|Re: A nice blog on collecting Tolkien books|
Subject: Re: A nice blog on collecting Tolkien books
by Beren on 2010/8/17 4:13:19
I'm following this discussion for some time now and I find it a strange discussion all together. Ebay is 'no' guideline to find any value... one day something will be sold, but stay unsold for the coming months. Sometimes items are in demand, sometimes they are not. The value of Tolkien books moves up and down as demand for particular books goes up or down. Ebay is a crazy place and strange things happen there.
Abebooks could be another source to find the value of a book, but you need to know the sellers, some list to sell fast, some list to wait for the one crazy person to come buy and spent the big bucks. My experience is that most abebooks tend to be too high.
I also strongly believe that the value of a book can be completely different depending on the person selling it. When you look at auctions for example, sotheby's tends to grab higher prices for items then smaller auction houses.
Specialized bookdealers like David Miller (and myself) manage to sell rare Tolkien books at prices (much) higher than abebook dealers. This is because we know who searches and have build up relations with collectors worldwide. At the other hand we sometimes drop in books at prices lower than abebooks dealers... especially the signed materials to lower the market price and keep collecting fun for everyone.
Now how do I stick a price on a book... like for example the super deluxe editions. First of all, you need to know if there is interest in a book (and that is easy for us to follow). So far I did not buy a single copy of the super deluxe Sigurd and Gudrun. There is no demand at all. I do however stock many copies of the Children of Hurin, all lower numbers, and have no intention to sell these for the next 10 years. As with the other Super Deluxe editions, this is about the time they need to create a demand. For example the Super Deluxe edition of The Silmarillion... any copy you offer me I can sell the next day. No problem there. That is what pushes up the price. High demand, higher value.

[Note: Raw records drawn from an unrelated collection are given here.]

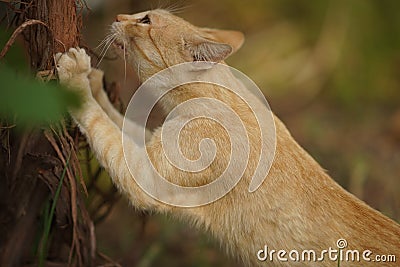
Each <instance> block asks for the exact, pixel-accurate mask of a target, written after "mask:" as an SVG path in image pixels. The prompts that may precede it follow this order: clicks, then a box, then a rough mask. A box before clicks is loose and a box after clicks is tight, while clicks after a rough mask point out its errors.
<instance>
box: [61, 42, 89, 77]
mask: <svg viewBox="0 0 400 267" xmlns="http://www.w3.org/2000/svg"><path fill="white" fill-rule="evenodd" d="M55 61H56V69H57V73H58V77H59V79H60V82H61V83H62V84H66V85H68V84H69V81H70V80H71V79H75V78H78V79H82V78H86V79H87V76H88V75H89V73H90V71H91V66H90V57H89V56H88V55H87V54H86V51H85V49H83V48H70V49H69V51H68V52H66V53H57V54H56V55H55Z"/></svg>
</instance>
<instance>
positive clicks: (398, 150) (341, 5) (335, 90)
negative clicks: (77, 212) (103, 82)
mask: <svg viewBox="0 0 400 267" xmlns="http://www.w3.org/2000/svg"><path fill="white" fill-rule="evenodd" d="M160 2H161V3H160ZM87 4H88V6H89V7H90V8H91V11H90V12H85V14H84V16H83V19H84V23H83V25H84V29H83V31H84V32H83V39H84V42H86V43H87V46H88V47H90V48H92V49H95V47H96V46H97V45H98V44H99V43H100V42H101V40H102V39H103V38H104V37H105V35H106V32H107V30H108V26H109V25H110V24H111V23H112V22H113V21H114V19H115V16H116V15H117V14H119V13H136V12H140V11H144V10H147V9H152V8H157V7H174V8H175V9H177V11H179V12H177V15H179V16H182V17H183V18H185V19H186V20H188V21H190V22H192V23H193V24H195V25H197V26H204V27H210V28H224V29H234V30H240V31H242V32H244V33H245V36H246V42H245V44H244V46H243V47H242V49H241V50H239V51H238V52H237V53H236V54H235V55H232V56H231V57H230V58H229V59H228V61H227V62H228V63H229V64H230V65H231V66H233V67H235V68H237V69H238V70H240V71H242V72H244V73H245V74H247V75H248V76H249V77H250V78H252V79H253V80H254V81H255V83H256V84H257V85H258V86H259V87H260V89H261V90H263V92H264V94H265V96H266V98H267V100H268V101H269V103H270V105H271V107H272V110H273V111H274V112H275V113H276V114H277V115H278V116H279V117H280V118H281V119H282V120H283V121H284V122H285V124H286V125H287V127H288V128H289V130H290V131H291V132H292V134H293V136H294V137H295V139H296V140H297V141H298V142H299V143H300V144H301V145H302V146H303V147H305V149H306V150H307V151H309V152H310V154H311V155H312V156H313V157H315V158H316V160H317V161H318V162H320V164H321V165H322V166H323V167H324V168H325V169H327V170H328V172H329V174H330V175H331V176H332V177H333V178H334V179H335V180H336V181H337V182H338V183H340V184H341V185H342V186H343V187H345V188H346V189H347V190H349V191H350V192H352V193H353V194H355V195H357V196H358V197H359V198H361V199H363V200H364V201H365V202H367V203H368V204H369V205H371V206H372V207H374V208H376V209H378V210H380V211H382V212H383V213H384V214H386V215H388V216H390V217H391V218H394V219H395V220H397V221H399V220H400V16H399V15H398V13H399V10H400V2H399V1H396V0H392V1H390V0H382V1H377V0H347V1H345V0H336V1H334V0H331V1H328V0H326V1H319V0H318V1H317V0H253V1H247V2H245V1H239V0H231V1H227V0H220V1H211V0H202V1H178V2H173V1H170V2H169V3H167V2H163V1H158V0H157V1H143V0H141V1H139V0H134V1H128V0H118V1H101V0H87ZM2 39H6V38H2ZM2 44H3V43H2ZM95 51H96V50H95ZM97 52H98V53H99V52H100V51H97ZM15 54H18V53H15ZM18 55H19V57H21V56H22V54H21V53H19V54H18ZM22 61H23V59H21V60H20V59H9V60H8V61H7V59H6V63H7V62H8V63H10V62H17V63H19V62H22ZM13 67H17V68H18V69H19V72H25V70H24V71H21V68H20V67H18V66H13ZM100 67H101V68H102V69H104V70H105V71H106V78H107V80H108V81H110V82H111V81H115V82H117V86H116V87H115V88H120V90H119V93H120V95H121V96H122V98H124V99H123V100H124V102H125V103H126V102H128V100H129V96H130V95H132V93H133V92H134V89H135V88H136V87H137V80H136V76H135V73H134V72H133V71H132V70H130V69H128V70H127V71H128V76H127V79H126V80H125V79H124V64H123V62H122V60H120V59H116V58H115V55H113V53H112V51H110V53H108V55H107V57H106V58H105V60H104V61H103V62H102V63H101V65H100ZM0 74H1V75H2V76H0V77H1V78H4V79H5V78H6V77H7V76H9V75H8V74H7V73H6V72H5V71H1V73H0ZM6 81H8V80H6ZM13 83H14V82H13ZM6 85H7V84H5V86H6ZM38 86H39V85H38ZM43 90H44V89H43ZM11 98H16V97H11ZM58 98H65V97H64V96H55V99H58ZM2 99H3V100H4V99H6V97H2ZM0 100H1V99H0ZM3 102H4V101H3ZM3 102H1V101H0V103H1V104H2V105H3V104H4V103H3ZM56 103H57V102H56ZM60 105H61V104H60ZM13 106H14V105H13ZM63 109H64V107H63V108H61V110H60V111H59V113H57V116H58V114H61V113H62V112H63ZM0 111H1V109H0ZM92 164H93V166H92V167H93V168H95V167H96V166H95V165H97V163H96V162H94V161H93V163H92ZM83 167H84V168H85V166H83ZM84 171H85V172H88V170H84ZM89 177H90V176H89ZM87 182H88V183H91V182H92V181H87ZM96 183H98V184H97V185H96V186H97V187H98V188H99V190H98V191H97V193H96V194H91V195H90V197H89V198H88V200H87V202H88V206H89V207H91V208H92V210H94V211H96V212H97V210H96V207H97V208H98V209H105V210H104V212H103V213H102V214H104V216H102V218H94V220H95V221H98V222H99V223H98V224H96V234H97V241H98V247H99V250H100V252H102V253H103V254H104V255H107V257H109V258H111V259H113V261H115V263H119V264H121V265H122V266H140V267H146V266H185V267H187V266H193V267H195V266H241V264H240V263H237V262H235V261H234V260H232V259H229V258H228V257H227V256H225V254H224V253H223V246H224V245H223V244H218V243H216V242H215V240H213V239H212V237H210V236H207V235H204V234H202V233H200V232H199V231H197V230H194V228H192V227H191V226H190V225H188V224H187V223H185V222H178V221H176V220H174V219H170V218H168V217H166V216H163V215H152V214H147V213H142V212H137V211H135V210H134V209H133V208H132V207H130V206H129V205H128V204H127V201H126V200H125V199H122V198H121V199H116V198H115V197H114V196H115V195H118V194H115V192H114V189H113V188H112V185H111V182H110V179H109V178H108V176H107V175H106V174H104V173H103V174H102V175H101V178H100V179H98V180H97V181H96ZM99 191H103V192H111V193H110V194H109V195H111V196H113V198H112V201H111V202H112V203H114V202H116V204H115V205H103V204H104V203H103V202H104V200H105V199H107V197H104V195H103V196H101V195H100V197H99V193H98V192H99ZM107 196H108V195H107ZM109 200H110V199H109ZM96 212H93V214H97V213H96ZM106 215H107V216H106ZM243 223H245V222H243ZM266 238H267V237H266ZM267 241H268V240H266V242H267ZM221 247H222V249H221Z"/></svg>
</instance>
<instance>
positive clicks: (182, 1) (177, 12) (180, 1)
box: [163, 1, 192, 14]
mask: <svg viewBox="0 0 400 267" xmlns="http://www.w3.org/2000/svg"><path fill="white" fill-rule="evenodd" d="M191 6H192V5H187V4H185V3H184V1H177V2H174V3H173V4H170V5H169V6H166V7H164V8H163V9H165V10H167V11H168V12H170V13H172V14H179V13H181V12H183V11H184V10H186V9H188V8H190V7H191Z"/></svg>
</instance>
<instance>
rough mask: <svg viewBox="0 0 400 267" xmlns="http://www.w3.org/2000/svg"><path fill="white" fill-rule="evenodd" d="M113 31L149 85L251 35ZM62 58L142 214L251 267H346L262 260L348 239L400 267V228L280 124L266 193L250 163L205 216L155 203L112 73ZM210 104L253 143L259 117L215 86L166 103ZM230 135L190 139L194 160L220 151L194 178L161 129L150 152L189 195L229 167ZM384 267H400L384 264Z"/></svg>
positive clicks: (201, 213) (159, 26)
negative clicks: (337, 266)
mask: <svg viewBox="0 0 400 267" xmlns="http://www.w3.org/2000/svg"><path fill="white" fill-rule="evenodd" d="M113 31H114V33H116V41H115V42H116V44H117V47H118V46H119V47H121V45H124V47H123V49H125V51H126V52H127V60H128V63H129V64H130V65H131V66H133V67H134V68H136V71H137V72H138V73H139V77H140V80H141V82H143V81H145V80H146V79H147V78H149V77H150V76H151V75H153V74H155V73H157V72H158V71H160V70H163V69H165V68H167V67H169V66H173V65H175V64H178V63H182V62H187V61H193V60H209V61H217V62H220V61H222V60H223V59H225V58H226V57H227V56H229V55H230V54H231V53H232V52H235V51H236V50H237V49H238V48H239V47H240V46H241V44H242V42H243V35H242V34H241V33H238V32H234V31H218V30H212V29H204V28H198V27H195V26H193V25H191V24H189V23H188V22H186V21H184V20H182V19H180V18H178V17H176V16H174V15H172V14H170V13H168V12H166V11H163V10H153V11H150V12H143V13H140V14H136V15H119V16H118V17H117V22H116V23H114V24H113ZM56 58H57V64H58V66H57V67H58V74H59V78H60V81H61V83H63V84H66V85H67V86H69V87H70V88H75V89H74V90H78V91H79V92H80V93H82V94H83V99H84V104H83V106H82V108H81V109H79V110H71V112H70V113H71V115H72V116H73V118H74V119H75V120H76V122H77V123H78V125H79V127H80V129H81V131H82V132H83V133H84V134H85V135H86V137H87V140H88V142H89V143H90V145H91V147H92V149H93V151H94V153H95V155H96V157H97V158H98V160H99V161H100V163H101V164H102V165H103V166H104V167H105V168H106V170H107V171H108V172H109V174H110V176H111V177H112V179H113V182H114V184H115V185H116V186H117V187H118V189H119V190H120V191H121V192H122V193H123V194H125V195H126V196H127V197H128V199H129V200H130V202H131V203H132V205H134V206H135V207H137V208H141V209H147V210H155V211H161V212H169V213H171V214H173V215H176V216H178V217H183V218H186V219H189V220H190V221H192V222H194V223H195V225H196V226H198V227H200V228H201V229H204V230H206V231H208V232H210V233H212V234H213V235H214V236H215V237H216V238H217V239H218V240H220V241H221V243H222V246H223V247H225V248H226V250H227V251H228V252H229V253H230V254H232V255H234V256H235V257H238V258H240V259H241V260H242V261H243V262H244V263H245V264H247V265H249V266H266V265H268V266H272V265H274V266H275V265H276V266H280V265H282V266H304V265H307V266H335V265H336V263H334V262H332V261H328V260H326V261H324V262H291V261H289V262H279V261H277V260H276V258H275V261H274V262H272V263H269V262H268V263H266V262H260V261H259V260H258V259H257V252H258V251H259V250H260V249H263V248H264V245H268V247H269V249H275V250H280V249H285V250H286V251H290V250H292V249H296V250H298V251H301V250H303V249H306V250H310V249H313V250H315V251H321V250H324V249H328V248H329V247H332V248H336V241H337V240H338V239H339V238H345V239H346V240H347V241H348V244H349V246H348V247H347V249H358V250H360V251H363V250H366V249H369V250H371V251H372V252H373V253H374V255H376V254H396V253H397V255H396V256H397V260H400V254H398V253H399V251H400V227H399V225H398V224H396V223H395V222H394V221H392V220H390V219H389V218H387V217H385V216H383V215H382V214H381V213H379V212H378V211H375V210H374V209H372V208H370V207H369V206H368V205H366V204H365V203H364V202H362V201H360V200H359V199H357V198H356V197H354V196H353V195H351V194H350V193H348V192H346V191H345V190H344V189H343V188H342V187H340V186H339V185H338V184H337V183H336V182H334V181H333V180H332V179H331V178H330V177H329V176H328V175H327V174H326V173H325V171H324V170H323V169H322V168H321V167H320V166H319V165H318V163H317V162H315V161H314V159H313V158H312V157H311V156H310V155H308V154H307V153H306V152H305V151H304V150H303V149H302V148H301V147H300V146H299V145H298V144H297V143H296V141H295V140H294V139H293V138H292V137H291V135H290V133H289V132H288V130H287V129H286V127H285V126H284V124H283V123H282V122H281V121H280V120H279V119H278V118H276V117H274V120H275V125H276V134H277V147H276V154H275V159H274V162H273V165H272V168H271V170H270V172H269V174H268V176H267V177H266V179H265V181H264V182H263V184H262V185H261V186H260V188H259V189H258V190H256V191H255V192H253V193H249V192H248V185H249V182H250V178H251V174H252V168H253V167H254V164H255V161H256V159H254V158H250V161H249V165H248V168H247V169H246V172H245V175H244V177H243V178H242V179H241V181H240V182H239V184H238V185H237V186H236V187H235V188H234V189H233V190H232V191H231V192H230V193H228V194H227V195H226V196H225V197H223V198H221V199H219V200H218V201H215V202H213V203H211V204H208V205H204V206H200V207H196V208H178V207H173V206H169V205H166V204H163V203H161V202H159V201H156V200H154V199H153V198H151V197H150V196H148V195H147V194H146V193H145V192H143V191H142V190H141V188H139V186H138V185H137V184H136V182H135V180H134V179H133V178H132V177H131V174H130V172H129V171H128V168H127V165H126V162H125V159H124V154H123V151H122V150H123V148H122V132H121V128H122V123H123V117H122V115H121V114H119V113H118V112H117V111H116V110H115V109H114V107H113V106H112V105H111V104H110V102H109V101H108V98H107V96H106V95H105V93H104V91H103V90H102V75H103V74H102V72H101V71H99V70H96V69H92V68H91V67H90V58H89V57H88V56H87V55H86V53H85V51H84V50H82V49H71V50H70V51H69V52H67V53H65V54H64V55H61V54H59V55H57V57H56ZM210 71H212V70H210ZM156 89H157V88H155V89H154V90H156ZM202 96H207V97H212V98H218V99H221V100H222V101H224V102H225V103H227V104H228V105H229V106H231V107H232V108H233V109H234V110H235V111H236V112H237V113H238V114H239V116H240V117H241V119H242V120H243V121H244V123H245V125H246V129H247V130H248V131H250V133H251V131H253V130H252V129H254V128H253V126H254V124H255V121H254V117H253V116H251V114H250V111H249V110H248V108H247V107H246V106H245V105H244V103H243V102H241V101H239V100H238V99H236V98H235V97H233V96H232V95H230V94H229V93H226V92H225V91H224V90H222V89H221V88H218V87H215V86H211V85H207V86H206V85H204V86H201V85H187V86H183V87H181V88H180V89H179V90H177V91H176V92H174V93H172V94H170V95H169V96H168V97H166V99H163V101H162V106H163V108H164V109H165V110H166V111H168V110H170V109H171V108H172V107H174V106H176V105H177V104H178V103H180V102H182V101H185V100H187V99H191V98H196V97H202ZM96 100H97V101H96ZM165 123H174V122H173V121H172V122H168V121H167V122H165ZM130 124H131V125H130V126H129V127H128V128H127V129H128V131H135V129H136V128H135V127H136V126H135V123H133V122H131V123H130ZM254 131H255V132H254V133H252V134H249V138H250V146H251V155H253V157H254V155H255V154H257V153H258V149H259V148H258V144H259V141H258V138H257V137H258V134H259V133H258V132H257V131H256V130H254ZM225 135H226V134H225V132H224V131H223V129H221V128H219V127H217V126H216V125H213V124H212V123H210V122H209V121H207V120H197V121H195V122H193V123H192V125H191V127H188V128H187V129H184V130H183V132H182V135H181V140H180V145H181V147H182V149H183V153H184V154H185V155H187V156H188V157H189V158H190V157H192V158H196V157H198V153H199V151H198V148H197V145H193V144H198V143H199V141H200V140H201V139H202V138H204V137H209V138H212V139H214V141H215V143H216V147H217V149H218V154H217V157H216V159H215V162H214V163H213V164H211V166H210V167H209V168H207V169H206V170H204V172H202V173H201V174H194V173H185V172H182V171H179V170H177V169H175V168H173V167H171V166H170V164H169V162H168V161H167V159H166V158H165V157H164V156H163V153H162V144H161V137H160V129H157V130H155V131H154V132H153V133H151V138H150V140H149V141H148V143H147V148H146V149H147V151H148V152H149V156H150V158H151V160H152V162H153V164H155V167H156V168H157V169H158V170H159V171H160V172H161V173H162V174H163V176H164V177H166V179H169V180H170V181H173V182H175V183H177V184H181V185H187V186H195V185H202V184H206V183H208V182H210V181H212V180H213V179H214V178H216V177H218V175H219V174H220V173H221V171H223V168H224V166H225V165H226V162H227V160H228V159H229V158H228V155H229V152H230V151H229V148H228V147H229V145H228V144H227V143H226V142H227V139H226V136H225ZM129 146H130V148H129V150H130V151H131V152H132V156H131V157H130V158H128V160H132V161H134V164H136V167H137V168H138V169H139V170H141V171H142V175H146V171H147V170H146V168H149V166H147V165H143V162H142V159H141V157H143V156H144V155H145V151H144V149H145V148H140V147H139V146H137V145H136V144H135V143H134V142H131V143H130V144H129ZM148 179H153V178H152V177H148ZM360 264H361V265H363V266H364V265H368V264H367V263H366V262H361V263H360V262H354V263H352V262H342V263H341V266H360ZM397 264H398V263H397ZM377 266H396V263H383V262H381V263H379V264H378V265H377ZM397 266H398V265H397Z"/></svg>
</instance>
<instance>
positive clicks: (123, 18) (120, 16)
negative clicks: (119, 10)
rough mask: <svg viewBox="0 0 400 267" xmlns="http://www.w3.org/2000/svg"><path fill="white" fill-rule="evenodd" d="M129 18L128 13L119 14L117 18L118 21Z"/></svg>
mask: <svg viewBox="0 0 400 267" xmlns="http://www.w3.org/2000/svg"><path fill="white" fill-rule="evenodd" d="M126 20H129V16H128V15H117V18H116V19H115V21H116V22H121V21H126Z"/></svg>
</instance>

It has nothing to do with anything else really. The only true answer I read so far is that anything is only worth what one person is willing to pay for it. Only it has to be said, that also this is related to time. Today no one will pay 1000 Euro for a super deluxe Children of Hurin (however I sold 3 copies of the lowest numbers for exactly that amount already the last year), but maybe one day people will. Book dealing is a strange business there are days you can buy stuff real cheap and make some profit over time, sometimes you feel like buying something real cheap and in the end need to wait years and in the end loose money by selling it. What I have seen however is that most 'rare' books need at least 10 years before they suddenly resurface (and mostly come in groups).
The only advise I can give at the moment is that either you do like most collectors and house the books in a good place and treasure them and love them because you find them great and don't mind too much about the value.
Or you all try and sell them one day and make tons of profit, but you will need to know when to catch the train. It is logic to me that Andy managed to sell his PoMe for much more then many others; he has the true heart of a business man and knows to play the game of book dealing better then any other. Does it mean the value he managed to sell it for is now the current value? No, but it was when he sold it...
it is a complex question and as said above, it all depends on who is selling and timing is crucial.